The client starts off by reading a .torrent file, which describes the contents of the desired file and how to connect to a tracker. The information in the file includes the URL of the tracker, the creation time, and SHA-1 hashes of each piece, or a chunk of the file. One file can be made up of thousands of pieces – the client will need to download the pieces from peers, check the hashes against the torrent file, and finally assemble the pieces together to finally retrieve the file. For the implementation, [Jesse] chose to keep the structures in the Go program reasonably flat, separating application structs from serialization structs. Pieces are also separated into slices of hashes to more easily access individual hashes.
The bitfield explained as a coffee shop loyalty card.
Next, a GET request to an `announce` URL in the torrent file announces the presence of the client to peers and retrieves a response from the tracker with the list of peers. To start downloading pieces, the client starts a TCP connection with a peer, completes a two-way BitTorrent handshake, and exchanges messages to download pieces.

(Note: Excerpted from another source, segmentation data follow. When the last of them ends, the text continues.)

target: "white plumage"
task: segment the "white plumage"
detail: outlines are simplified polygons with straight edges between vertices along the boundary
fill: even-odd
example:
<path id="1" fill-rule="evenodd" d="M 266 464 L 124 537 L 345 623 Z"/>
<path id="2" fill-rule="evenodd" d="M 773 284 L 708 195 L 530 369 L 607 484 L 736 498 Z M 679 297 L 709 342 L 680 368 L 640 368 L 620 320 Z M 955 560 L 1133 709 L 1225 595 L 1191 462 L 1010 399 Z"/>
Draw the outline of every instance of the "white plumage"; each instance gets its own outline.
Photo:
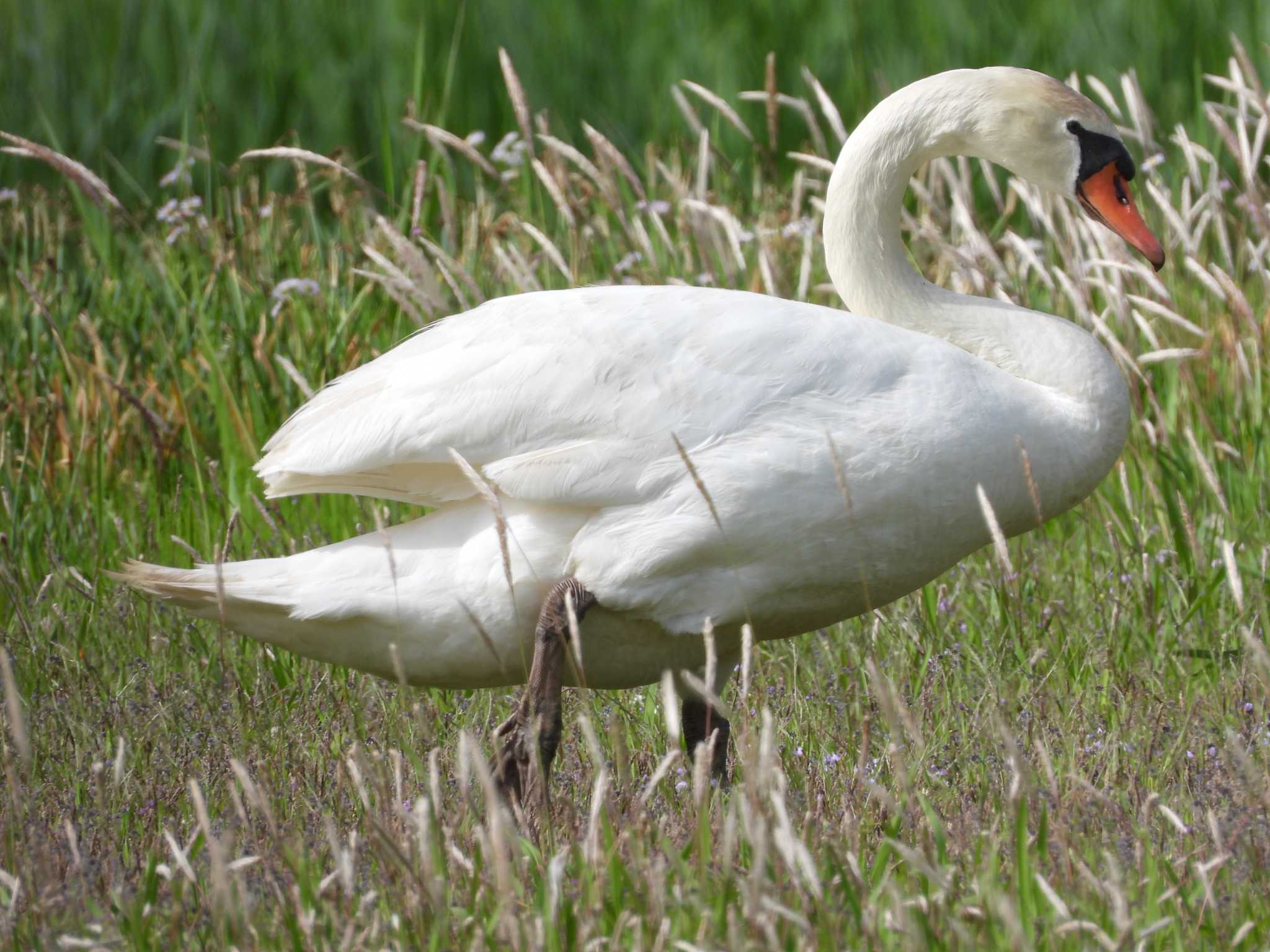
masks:
<path id="1" fill-rule="evenodd" d="M 574 575 L 598 599 L 582 626 L 588 684 L 700 666 L 707 618 L 721 680 L 747 619 L 759 638 L 798 635 L 984 545 L 979 485 L 1008 534 L 1036 524 L 1033 489 L 1045 518 L 1071 506 L 1124 442 L 1115 364 L 1066 321 L 922 281 L 903 260 L 898 197 L 940 149 L 1011 164 L 999 119 L 975 140 L 1002 90 L 1011 108 L 1054 113 L 1054 143 L 1020 161 L 1068 193 L 1080 154 L 1058 136 L 1072 104 L 1087 127 L 1114 127 L 1036 74 L 923 83 L 861 124 L 827 195 L 831 273 L 871 316 L 686 287 L 490 301 L 323 390 L 257 466 L 271 496 L 436 512 L 227 564 L 221 597 L 211 566 L 133 562 L 126 580 L 311 658 L 394 677 L 395 644 L 411 682 L 479 687 L 525 680 L 538 604 Z M 453 453 L 498 494 L 514 597 L 495 515 Z"/>

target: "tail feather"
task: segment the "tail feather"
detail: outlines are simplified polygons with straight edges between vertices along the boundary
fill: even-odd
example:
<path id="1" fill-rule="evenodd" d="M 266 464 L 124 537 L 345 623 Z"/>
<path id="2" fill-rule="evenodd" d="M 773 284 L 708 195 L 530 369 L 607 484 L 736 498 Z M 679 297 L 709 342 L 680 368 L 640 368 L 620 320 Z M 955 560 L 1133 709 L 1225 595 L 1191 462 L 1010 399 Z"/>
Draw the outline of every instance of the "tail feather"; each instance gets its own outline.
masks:
<path id="1" fill-rule="evenodd" d="M 243 564 L 196 565 L 193 569 L 170 569 L 136 559 L 122 571 L 107 572 L 138 592 L 157 595 L 203 618 L 217 618 L 229 608 L 272 609 L 286 613 L 291 605 L 279 598 L 276 586 L 246 581 Z"/>

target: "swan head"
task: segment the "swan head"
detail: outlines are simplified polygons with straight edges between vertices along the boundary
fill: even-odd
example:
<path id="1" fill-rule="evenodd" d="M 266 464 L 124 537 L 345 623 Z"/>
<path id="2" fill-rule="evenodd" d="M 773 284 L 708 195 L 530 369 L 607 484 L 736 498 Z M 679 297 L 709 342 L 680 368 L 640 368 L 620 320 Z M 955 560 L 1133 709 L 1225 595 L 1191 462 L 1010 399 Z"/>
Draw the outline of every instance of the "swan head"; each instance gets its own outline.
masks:
<path id="1" fill-rule="evenodd" d="M 1031 70 L 988 67 L 974 137 L 983 157 L 1074 199 L 1151 261 L 1165 250 L 1142 220 L 1129 183 L 1135 166 L 1115 123 L 1083 95 Z"/>

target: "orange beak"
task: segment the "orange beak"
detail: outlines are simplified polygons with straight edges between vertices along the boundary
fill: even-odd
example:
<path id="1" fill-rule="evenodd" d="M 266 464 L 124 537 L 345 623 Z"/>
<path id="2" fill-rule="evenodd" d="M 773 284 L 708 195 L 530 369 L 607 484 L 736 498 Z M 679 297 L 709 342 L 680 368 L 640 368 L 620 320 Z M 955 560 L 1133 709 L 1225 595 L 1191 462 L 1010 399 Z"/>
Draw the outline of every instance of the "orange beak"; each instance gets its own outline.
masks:
<path id="1" fill-rule="evenodd" d="M 1165 249 L 1138 215 L 1129 183 L 1120 175 L 1115 162 L 1107 162 L 1100 171 L 1077 183 L 1076 198 L 1093 221 L 1102 222 L 1142 251 L 1143 258 L 1157 272 L 1165 267 Z"/>

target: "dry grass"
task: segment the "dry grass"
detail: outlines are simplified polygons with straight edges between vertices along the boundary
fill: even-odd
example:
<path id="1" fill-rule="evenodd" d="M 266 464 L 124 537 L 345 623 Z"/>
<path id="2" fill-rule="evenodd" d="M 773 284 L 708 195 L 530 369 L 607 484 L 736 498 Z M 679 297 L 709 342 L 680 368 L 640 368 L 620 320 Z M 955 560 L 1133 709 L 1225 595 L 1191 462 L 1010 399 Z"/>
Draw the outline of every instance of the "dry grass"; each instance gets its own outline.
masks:
<path id="1" fill-rule="evenodd" d="M 1270 183 L 1238 50 L 1203 128 L 1157 128 L 1132 77 L 1085 81 L 1143 156 L 1173 260 L 1158 277 L 999 171 L 939 161 L 913 183 L 922 269 L 1099 334 L 1134 430 L 1116 475 L 1044 531 L 832 631 L 747 642 L 730 791 L 668 741 L 659 687 L 577 696 L 535 845 L 490 797 L 512 693 L 405 691 L 103 580 L 127 556 L 279 555 L 401 518 L 263 503 L 249 467 L 306 390 L 417 321 L 603 281 L 834 302 L 819 126 L 839 138 L 841 118 L 814 76 L 809 99 L 768 84 L 737 105 L 686 85 L 701 112 L 676 88 L 685 149 L 588 135 L 588 156 L 502 70 L 516 140 L 411 118 L 436 150 L 389 217 L 343 162 L 292 188 L 193 151 L 207 188 L 175 176 L 140 231 L 22 187 L 0 204 L 9 941 L 1264 944 Z M 792 171 L 776 136 L 737 131 L 771 122 L 805 128 Z"/>

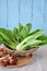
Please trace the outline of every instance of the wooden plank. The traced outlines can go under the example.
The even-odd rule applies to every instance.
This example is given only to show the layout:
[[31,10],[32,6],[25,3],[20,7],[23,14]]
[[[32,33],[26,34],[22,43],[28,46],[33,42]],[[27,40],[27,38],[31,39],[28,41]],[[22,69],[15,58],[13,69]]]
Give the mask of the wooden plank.
[[47,0],[45,0],[45,7],[44,7],[44,31],[47,35]]
[[45,0],[33,0],[33,29],[44,29],[44,3]]
[[21,0],[20,22],[23,25],[25,25],[28,22],[32,22],[32,0]]
[[19,0],[8,0],[8,28],[17,26],[19,23]]
[[0,0],[0,27],[7,27],[7,0]]

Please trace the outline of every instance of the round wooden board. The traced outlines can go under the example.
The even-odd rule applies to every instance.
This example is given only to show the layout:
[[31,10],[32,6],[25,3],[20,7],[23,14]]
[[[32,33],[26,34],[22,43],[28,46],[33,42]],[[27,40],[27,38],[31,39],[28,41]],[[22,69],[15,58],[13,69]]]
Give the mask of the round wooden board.
[[33,55],[30,55],[30,56],[26,56],[26,57],[17,57],[17,58],[19,58],[19,61],[17,61],[17,63],[15,66],[8,66],[8,67],[19,68],[19,67],[25,66],[30,61],[33,60]]

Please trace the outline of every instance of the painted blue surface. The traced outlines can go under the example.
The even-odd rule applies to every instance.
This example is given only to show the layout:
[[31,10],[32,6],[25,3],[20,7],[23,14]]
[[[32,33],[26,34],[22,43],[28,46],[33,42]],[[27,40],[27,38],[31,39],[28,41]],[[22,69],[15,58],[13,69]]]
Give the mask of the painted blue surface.
[[47,34],[47,0],[0,0],[0,27],[12,29],[19,22]]

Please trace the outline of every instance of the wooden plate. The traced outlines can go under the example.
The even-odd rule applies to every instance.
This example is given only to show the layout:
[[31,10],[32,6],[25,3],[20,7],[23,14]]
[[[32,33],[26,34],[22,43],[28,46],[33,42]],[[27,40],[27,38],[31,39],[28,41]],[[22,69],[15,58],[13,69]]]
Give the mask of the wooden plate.
[[9,66],[11,68],[19,68],[19,67],[22,67],[22,66],[25,66],[30,61],[33,60],[33,55],[30,55],[30,56],[24,56],[24,57],[17,57],[19,61],[15,66]]

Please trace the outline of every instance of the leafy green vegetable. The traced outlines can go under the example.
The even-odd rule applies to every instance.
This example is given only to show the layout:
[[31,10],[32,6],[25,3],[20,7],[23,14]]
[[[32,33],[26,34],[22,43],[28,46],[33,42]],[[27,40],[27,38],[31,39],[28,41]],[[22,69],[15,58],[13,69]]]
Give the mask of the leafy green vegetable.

One interesting data structure exchanged in the messages is a bitfield, which acts as a byte array that checks which pieces a peer has. Bits are flipped when their respective piece’s status changes, acting somewhat like a loyalty card with stamps.
While talking to one peer may be straightforward, managing the concurrency of talking to multiple peers at once requires solving a classically Hard problem. [Jesse] implements this in Go by using channels as thread-safe queues, setting up two channels to assign work and collect downloaded pieces. Requests are later pipelined to increase throughput since network round-trips are expensive and sending blocks individually inefficient.
The full implementation is available on GitHub, and is easy enough to use as an alternative client or as a walkthrough if you’d prefer to build your own.